Cover crops are plants that are cultivated with the aim of improving soil quality and fertility. Cover crops bulk up the soil with the beneficial organic matter, suppress weeds, prevent soil erosion, create and cycle soil born nutrients with the help of solar power. They also attract beneficial insects and pollinators to your garden, and if managed correctly, cover crops act as mulch.
Combine small grain crops like oats and barley with legumes like vetch or peas when cover cropping for a long period. On the other hand, green manure crops and quick maturing crops are ideal when cover cropping for short periods because they out-compete for weeds. Short period cover crops include; field peas and buckwheat.
What to consider before growing cover crops
Determine the time your chosen cover crop will require to mature fully. To reap maximum benefits from cover crops, you need to allow them to grow and mature completely before killing them. This ensures that they release enough nutrients to the soil and they can later provide a good soil mulch layer.

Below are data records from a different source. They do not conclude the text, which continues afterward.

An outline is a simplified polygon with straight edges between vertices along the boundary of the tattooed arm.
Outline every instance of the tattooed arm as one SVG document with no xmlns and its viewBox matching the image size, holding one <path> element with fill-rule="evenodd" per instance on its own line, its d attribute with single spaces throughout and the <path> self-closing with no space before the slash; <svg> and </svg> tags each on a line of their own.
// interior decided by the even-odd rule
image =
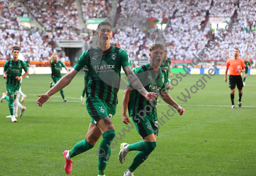
<svg viewBox="0 0 256 176">
<path fill-rule="evenodd" d="M 125 88 L 124 92 L 124 96 L 123 97 L 123 110 L 122 114 L 123 114 L 123 122 L 125 124 L 128 124 L 130 122 L 129 116 L 126 114 L 127 107 L 130 100 L 130 95 L 133 89 L 132 87 L 129 86 L 128 85 Z"/>
<path fill-rule="evenodd" d="M 145 89 L 139 78 L 132 71 L 132 68 L 130 66 L 126 66 L 123 69 L 131 86 L 143 96 L 148 101 L 151 101 L 152 100 L 151 97 L 154 97 L 158 94 L 153 92 L 149 92 Z"/>
</svg>

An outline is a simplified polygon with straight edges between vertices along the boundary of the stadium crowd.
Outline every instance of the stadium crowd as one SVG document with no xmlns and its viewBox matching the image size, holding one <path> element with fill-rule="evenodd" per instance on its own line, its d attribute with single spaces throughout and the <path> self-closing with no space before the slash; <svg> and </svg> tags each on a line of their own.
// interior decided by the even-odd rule
<svg viewBox="0 0 256 176">
<path fill-rule="evenodd" d="M 44 35 L 36 29 L 28 30 L 19 25 L 18 21 L 10 17 L 28 15 L 28 12 L 23 10 L 19 3 L 7 0 L 3 2 L 7 8 L 4 8 L 4 11 L 1 10 L 2 18 L 0 22 L 2 32 L 0 37 L 3 44 L 0 49 L 1 59 L 6 59 L 9 54 L 6 49 L 13 43 L 27 46 L 24 47 L 24 51 L 27 55 L 32 55 L 33 60 L 48 59 L 49 53 L 55 48 L 54 41 L 57 39 L 84 40 L 90 44 L 94 30 L 88 30 L 87 36 L 79 35 L 81 30 L 76 20 L 78 11 L 74 0 L 52 2 L 23 0 L 28 9 L 45 27 L 46 33 Z M 198 53 L 211 38 L 224 31 L 224 29 L 219 28 L 215 31 L 210 27 L 201 28 L 208 12 L 209 16 L 231 17 L 237 10 L 240 25 L 236 26 L 236 30 L 232 33 L 224 35 L 224 41 L 211 51 L 206 58 L 211 60 L 226 60 L 232 57 L 234 48 L 240 48 L 242 57 L 250 55 L 250 59 L 254 57 L 255 48 L 253 43 L 255 43 L 256 38 L 254 28 L 255 3 L 255 1 L 240 1 L 238 3 L 236 1 L 227 0 L 215 0 L 212 3 L 210 0 L 143 0 L 141 3 L 139 3 L 134 0 L 124 0 L 119 6 L 122 12 L 139 13 L 149 18 L 169 18 L 168 25 L 163 31 L 167 41 L 168 57 L 181 60 L 191 59 L 193 53 Z M 109 16 L 111 8 L 110 1 L 83 0 L 82 4 L 85 20 Z M 134 6 L 138 8 L 134 8 Z M 124 18 L 118 19 L 114 26 L 115 30 L 111 40 L 112 44 L 127 51 L 132 60 L 148 59 L 145 53 L 147 53 L 147 47 L 151 43 L 148 38 L 150 32 L 140 31 L 135 25 L 122 29 L 127 24 L 126 23 L 127 21 Z M 17 32 L 15 31 L 18 30 Z M 44 47 L 45 49 L 41 49 Z M 29 48 L 31 49 L 28 49 Z M 39 54 L 33 55 L 35 52 Z M 64 52 L 62 54 L 64 54 Z M 64 60 L 66 57 L 63 58 Z"/>
<path fill-rule="evenodd" d="M 83 20 L 104 18 L 109 16 L 111 1 L 83 0 L 82 2 Z"/>
</svg>

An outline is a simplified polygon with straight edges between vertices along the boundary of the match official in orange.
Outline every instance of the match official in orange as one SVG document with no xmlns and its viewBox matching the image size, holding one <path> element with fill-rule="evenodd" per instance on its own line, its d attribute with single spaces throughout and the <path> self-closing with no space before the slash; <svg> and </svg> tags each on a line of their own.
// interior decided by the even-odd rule
<svg viewBox="0 0 256 176">
<path fill-rule="evenodd" d="M 229 69 L 229 87 L 231 89 L 231 101 L 232 102 L 233 109 L 236 107 L 234 103 L 236 85 L 237 86 L 239 92 L 238 106 L 242 106 L 242 95 L 243 95 L 243 80 L 242 80 L 241 73 L 245 71 L 245 64 L 243 59 L 238 58 L 240 51 L 237 48 L 234 50 L 234 57 L 228 59 L 226 67 L 227 69 L 225 73 L 224 80 L 227 82 L 227 75 Z"/>
</svg>

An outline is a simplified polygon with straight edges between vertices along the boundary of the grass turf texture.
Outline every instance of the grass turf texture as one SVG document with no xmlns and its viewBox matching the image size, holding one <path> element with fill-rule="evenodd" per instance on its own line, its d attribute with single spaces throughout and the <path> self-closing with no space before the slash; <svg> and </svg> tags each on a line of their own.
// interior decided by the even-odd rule
<svg viewBox="0 0 256 176">
<path fill-rule="evenodd" d="M 186 103 L 178 100 L 177 96 L 182 98 L 181 92 L 186 93 L 184 88 L 189 90 L 202 76 L 187 75 L 169 92 L 186 109 L 185 114 L 182 116 L 176 114 L 169 121 L 164 119 L 166 124 L 160 126 L 157 147 L 135 171 L 135 175 L 255 175 L 255 77 L 249 75 L 246 78 L 241 108 L 237 105 L 236 89 L 236 109 L 231 109 L 231 91 L 223 75 L 215 75 L 210 80 L 206 78 L 206 87 L 197 94 L 191 93 Z M 23 79 L 22 90 L 27 97 L 22 105 L 27 109 L 22 117 L 17 118 L 17 123 L 5 118 L 10 115 L 7 101 L 0 104 L 0 175 L 66 174 L 62 153 L 85 138 L 91 117 L 86 105 L 80 103 L 84 87 L 81 73 L 64 89 L 66 98 L 74 102 L 61 102 L 57 92 L 39 107 L 36 95 L 48 90 L 51 81 L 50 75 L 30 75 L 29 79 Z M 6 91 L 3 79 L 0 90 Z M 120 103 L 123 94 L 120 90 Z M 159 117 L 168 109 L 163 100 L 157 108 Z M 118 133 L 123 134 L 121 129 L 127 128 L 122 122 L 121 113 L 122 104 L 119 104 L 113 118 L 118 137 Z M 97 175 L 96 150 L 101 137 L 94 148 L 73 159 L 72 175 Z M 107 166 L 107 176 L 123 175 L 137 153 L 129 153 L 125 163 L 121 164 L 118 160 L 120 144 L 140 141 L 135 128 L 126 132 L 122 141 L 117 141 Z"/>
</svg>

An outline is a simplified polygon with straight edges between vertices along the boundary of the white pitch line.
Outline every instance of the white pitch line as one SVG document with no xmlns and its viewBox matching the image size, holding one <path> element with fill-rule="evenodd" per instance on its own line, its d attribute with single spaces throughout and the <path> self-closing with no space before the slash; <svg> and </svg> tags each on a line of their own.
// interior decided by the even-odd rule
<svg viewBox="0 0 256 176">
<path fill-rule="evenodd" d="M 158 105 L 168 105 L 168 104 L 159 104 Z M 218 106 L 218 107 L 230 107 L 231 105 L 187 105 L 187 104 L 180 104 L 182 106 Z M 242 106 L 244 107 L 256 107 L 256 106 Z"/>
<path fill-rule="evenodd" d="M 26 95 L 32 95 L 32 96 L 37 96 L 37 95 L 36 95 L 36 94 L 26 94 Z M 53 95 L 51 97 L 62 98 L 62 96 L 56 96 L 56 95 Z M 80 98 L 68 97 L 65 97 L 67 98 L 80 99 Z"/>
<path fill-rule="evenodd" d="M 28 95 L 34 95 L 34 94 L 27 94 Z M 52 97 L 59 97 L 61 98 L 61 96 L 52 96 Z M 73 99 L 80 99 L 78 98 L 73 98 L 73 97 L 67 97 L 69 98 L 73 98 Z M 35 99 L 25 99 L 26 100 L 29 100 L 29 101 L 36 101 L 37 100 Z M 62 102 L 63 101 L 63 100 L 48 100 L 50 101 L 59 101 L 59 102 Z M 70 102 L 75 102 L 75 103 L 80 103 L 81 101 L 69 101 Z M 118 103 L 120 104 L 122 104 L 122 103 Z M 168 105 L 168 104 L 159 104 L 158 105 Z M 189 105 L 189 104 L 180 104 L 180 105 L 182 106 L 218 106 L 218 107 L 230 107 L 230 105 Z M 249 107 L 249 108 L 255 108 L 256 106 L 242 106 L 242 107 Z"/>
<path fill-rule="evenodd" d="M 26 101 L 36 101 L 37 100 L 36 99 L 25 99 L 25 100 Z M 47 101 L 59 101 L 59 102 L 63 102 L 63 100 L 47 100 Z M 70 102 L 81 102 L 81 101 L 69 101 Z"/>
</svg>

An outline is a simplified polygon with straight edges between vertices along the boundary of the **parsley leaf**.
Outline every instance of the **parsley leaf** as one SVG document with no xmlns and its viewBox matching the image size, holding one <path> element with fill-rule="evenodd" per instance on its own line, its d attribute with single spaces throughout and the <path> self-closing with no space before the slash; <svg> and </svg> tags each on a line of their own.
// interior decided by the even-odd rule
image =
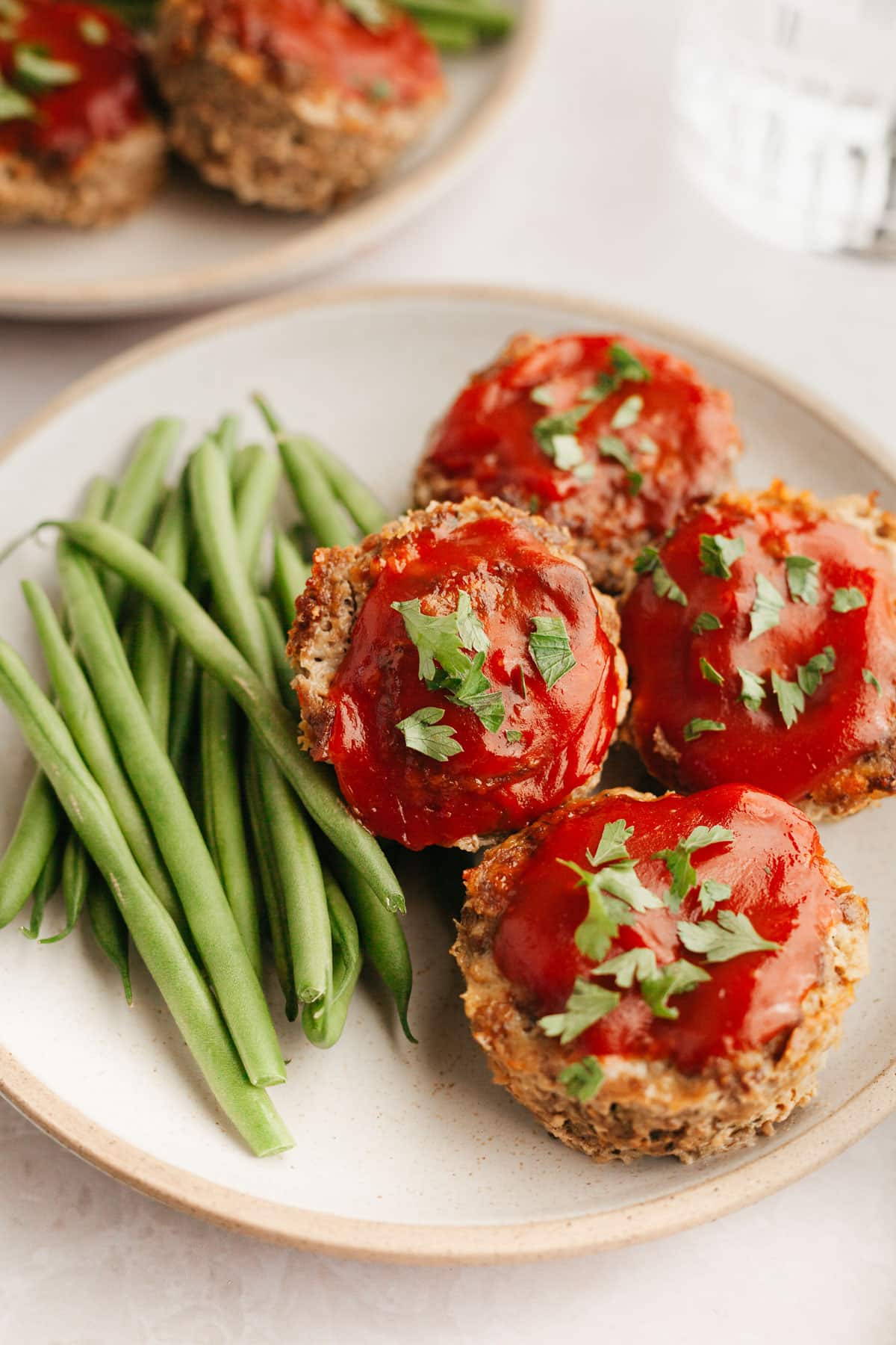
<svg viewBox="0 0 896 1345">
<path fill-rule="evenodd" d="M 638 397 L 637 393 L 631 397 L 626 397 L 626 399 L 617 408 L 615 414 L 610 421 L 610 429 L 629 429 L 630 425 L 634 425 L 642 410 L 643 397 Z"/>
<path fill-rule="evenodd" d="M 725 679 L 721 672 L 717 672 L 716 668 L 713 668 L 709 659 L 700 659 L 700 672 L 705 682 L 713 682 L 716 686 L 724 686 Z"/>
<path fill-rule="evenodd" d="M 724 537 L 721 533 L 700 534 L 700 566 L 704 574 L 729 580 L 731 566 L 744 554 L 747 545 L 743 537 Z"/>
<path fill-rule="evenodd" d="M 868 607 L 868 599 L 861 589 L 834 589 L 834 600 L 830 605 L 834 612 L 854 612 L 858 607 Z"/>
<path fill-rule="evenodd" d="M 627 827 L 625 818 L 607 822 L 600 833 L 596 850 L 586 850 L 588 863 L 598 869 L 602 863 L 617 863 L 629 858 L 627 842 L 634 835 L 634 827 Z"/>
<path fill-rule="evenodd" d="M 434 761 L 447 761 L 457 756 L 463 748 L 454 737 L 454 729 L 447 724 L 441 724 L 445 710 L 437 705 L 424 705 L 406 720 L 400 720 L 398 728 L 404 734 L 404 742 L 411 752 L 420 752 L 433 757 Z"/>
<path fill-rule="evenodd" d="M 575 667 L 575 655 L 562 616 L 533 616 L 532 624 L 535 631 L 529 636 L 529 654 L 549 691 Z"/>
<path fill-rule="evenodd" d="M 750 639 L 755 640 L 780 621 L 785 600 L 764 574 L 756 574 L 756 600 L 750 611 Z"/>
<path fill-rule="evenodd" d="M 793 729 L 794 724 L 806 709 L 806 697 L 803 695 L 802 687 L 798 686 L 797 682 L 787 682 L 786 678 L 779 677 L 772 670 L 771 689 L 778 699 L 778 709 L 780 710 L 786 728 Z"/>
<path fill-rule="evenodd" d="M 583 1056 L 575 1064 L 567 1065 L 557 1075 L 570 1098 L 576 1102 L 590 1102 L 603 1083 L 603 1069 L 595 1056 Z"/>
<path fill-rule="evenodd" d="M 797 681 L 806 695 L 814 695 L 821 686 L 825 672 L 833 672 L 837 663 L 833 644 L 826 644 L 821 654 L 815 654 L 809 663 L 797 668 Z"/>
<path fill-rule="evenodd" d="M 727 845 L 733 841 L 733 831 L 727 827 L 695 827 L 689 835 L 684 837 L 674 850 L 657 850 L 653 859 L 662 859 L 672 877 L 672 886 L 666 894 L 666 905 L 670 911 L 677 911 L 690 889 L 697 884 L 697 870 L 690 862 L 690 855 L 696 850 L 705 850 L 709 845 Z"/>
<path fill-rule="evenodd" d="M 701 952 L 707 962 L 729 962 L 744 952 L 776 952 L 779 943 L 762 939 L 748 916 L 735 911 L 720 911 L 719 923 L 700 920 L 678 921 L 678 937 L 689 952 Z"/>
<path fill-rule="evenodd" d="M 787 588 L 794 603 L 818 601 L 818 561 L 807 555 L 786 555 Z"/>
<path fill-rule="evenodd" d="M 697 892 L 697 901 L 704 915 L 709 915 L 720 901 L 727 901 L 731 896 L 731 884 L 719 882 L 716 878 L 704 878 Z"/>
<path fill-rule="evenodd" d="M 727 726 L 727 724 L 721 724 L 719 720 L 689 720 L 682 729 L 682 734 L 685 742 L 693 742 L 701 733 L 724 733 Z"/>
<path fill-rule="evenodd" d="M 758 672 L 750 672 L 748 668 L 737 668 L 737 671 L 740 672 L 740 695 L 737 699 L 743 701 L 748 710 L 758 710 L 766 699 L 764 679 Z"/>
<path fill-rule="evenodd" d="M 669 1007 L 670 995 L 682 995 L 693 990 L 701 981 L 711 981 L 708 971 L 680 958 L 678 962 L 669 962 L 660 967 L 653 976 L 646 976 L 641 982 L 641 994 L 650 1006 L 654 1018 L 677 1018 L 678 1010 Z"/>
<path fill-rule="evenodd" d="M 568 1041 L 574 1041 L 604 1014 L 611 1013 L 618 1003 L 619 993 L 617 990 L 595 986 L 579 976 L 567 999 L 566 1010 L 539 1018 L 539 1028 L 547 1037 L 559 1037 L 560 1045 L 566 1046 Z"/>
</svg>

How you will kill the cover crop
There are numerous ways of killing cover crops. Most home gardeners prefer to mow, chop them down with some loppers or weed eat them. However, it is always advisable to work with cover crops that will die from mowing. Otherwise, you may end up having regenerating covers that may inconvenience your crops and gardening goals. Winter annual rye dies from mowing immediately after creating seed heads and before it releases its seeds to the soil. On the other hand, winter peas can be mowed anytime.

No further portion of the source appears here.